Innara memutar bola matanya. "Memangnya apa yang bakal terjadi sama saya di perjalanan menuju kantor FO? Disini gak ada begal. Gak ada juga bencana alam." Ucapnya masih dengan nada ketusnya.

"Ya kali Mbak, ini resort bukan jalanan sepi yang rawan perampokan. Mana ada begal disini." Ucap Halil ketus. "Eh, ada sih, begal hati. Itu juga Mbak tersangkanya karena udah membegal hati aku yang cuma satu ini." Ucap Halil yang membuat Innara membuat suara seolah ia hendak muntah. Halil tersenyum saja dengan tingkah atasannya itu. "Mungkin gak akan ada bencana alam. Amit-amit jangan sampai ada." Ucap Halil cepat. "Tapi kan siapa yang tahu kalau dalam perjalanan ke ruangan Mbak, Mbak gak sengaja nabrak apa gitu sampai Mbak cedera. Atau Mbak terpeleset, jatuh trus hilang ingatan. Kan kita gak tahu."

Dan baru saja Halil mengatakan demikian, Innara tak sengaja menginjak kerikil yang membuatnya tergelincir sehingga langkahnya tidak stabil dan membuatnya hampir terjatuh. Beruntung refleks Halil bagus karena sebelum Innara tersungkur, pria itu sudah memegang lengan Innara dan meraih pinggangnya dengan cepat.

"Kan, apa kubilang. Belum juga lima menit udah kejadian aja." Ucapnya dengan cengiran lebar di wajahnya.

Innara seketika mendorong Halil kasar dan menyeimbangkan tubuhnya. "Kamu memang sengaja nyumpahin saya supaya saya jatuh ya? Dengan begitu kamu cari kesempatan buat bisa sentuh-sentuh saya. Iya kan?" Innara menatap Halil dengan tatapan menuduh.

"Lah Mbak, kalau mau nyalahin sesuatu, Mbak salahin kerikil yang ngehalangin jalan Mbak. Atau salahi sepatu Mbak karena menginjak kerikil yang lagi berjemur itu. Kalo sama saya, Mbak seharusnya ngucapin terima kasih." Tanya Halil dengan suara yang lebih rendah.

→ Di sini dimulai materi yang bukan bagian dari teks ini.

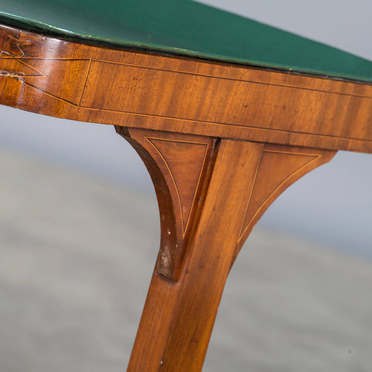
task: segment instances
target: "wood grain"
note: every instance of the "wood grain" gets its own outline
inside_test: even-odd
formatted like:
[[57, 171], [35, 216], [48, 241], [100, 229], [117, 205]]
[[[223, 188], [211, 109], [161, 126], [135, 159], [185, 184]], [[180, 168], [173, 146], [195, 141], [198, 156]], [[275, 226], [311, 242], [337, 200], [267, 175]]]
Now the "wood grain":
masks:
[[3, 89], [10, 96], [23, 83], [17, 99], [3, 104], [129, 127], [372, 152], [370, 84], [83, 45], [5, 25], [0, 32]]
[[116, 128], [151, 175], [161, 229], [128, 370], [201, 371], [226, 279], [254, 224], [335, 152]]
[[272, 202], [372, 153], [372, 85], [0, 25], [0, 103], [114, 125], [151, 176], [161, 246], [129, 372], [201, 371], [228, 272]]

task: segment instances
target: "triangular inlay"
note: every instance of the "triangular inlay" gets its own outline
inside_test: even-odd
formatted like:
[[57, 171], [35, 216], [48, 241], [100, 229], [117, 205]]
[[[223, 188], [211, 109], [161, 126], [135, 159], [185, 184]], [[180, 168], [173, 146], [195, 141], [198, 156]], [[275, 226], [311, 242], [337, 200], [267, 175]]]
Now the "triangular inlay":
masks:
[[195, 199], [208, 145], [148, 139], [166, 163], [177, 189], [184, 233]]
[[264, 151], [242, 226], [241, 236], [269, 197], [286, 180], [317, 157], [316, 155], [305, 154]]

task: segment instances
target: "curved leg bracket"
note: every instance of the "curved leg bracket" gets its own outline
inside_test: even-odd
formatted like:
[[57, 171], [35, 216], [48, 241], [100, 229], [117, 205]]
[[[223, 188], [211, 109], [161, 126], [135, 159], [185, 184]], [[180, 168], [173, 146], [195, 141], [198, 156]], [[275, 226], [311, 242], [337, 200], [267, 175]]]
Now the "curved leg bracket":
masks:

"Kenapa saya harus berterimakasih. Ada juga kamu yang minta maaf karena udah nyentuh saya tanpa ijin." Ucap Innara ketus.

"Mbak!" Halil meninggikan suaranya yang membuat Innara menatapnya terkejut. "Saya tahu Mbak berniat membuat saya illfeel dengan terus bersikap ketus seperti ini. Tapi maaf Mbak, usaha Mbak itu gak akan berhasil. Alih-alih bikin saya benci, saya justru malah makin suka sama Mbak." Ucapnya tegas yang membuat mata Innara terbelalak.

"Mbak perlu tahu ya, saya suka sama Mbak dan menerima Mbak apa adanya. Cantiknya Mbak, ketusnya Mbak, juteknya Mbak, semua saya terima tanpa tapi-tapi. Keluarga saya itu ngajarin saya kalo namanya cinta itu ya berarti kita harus nerima baik buruknya pasangan kita satu paket. Jangan setengah-setengah. Jangan cuma suka sama kebaikannya aja, tapi juga harus nerima keburukannya.

"Jadi kalo Mbak pikir dengan Mbak bersikap jutek begini saya akan mundur, Mbak salah. Saya justru akan nganggap sikap jutek Mbak sebagai bonus." Ucapnya dengan senyum manis tersungging di wajahnya. "Lagian saya udah biasa kok hidup sama perempuan jutek, semaunya, dan suka perintah. Jadi nambah satu perempuan seperti itu di hidup saya, gak akan jadi masalah." Ujarnya santai.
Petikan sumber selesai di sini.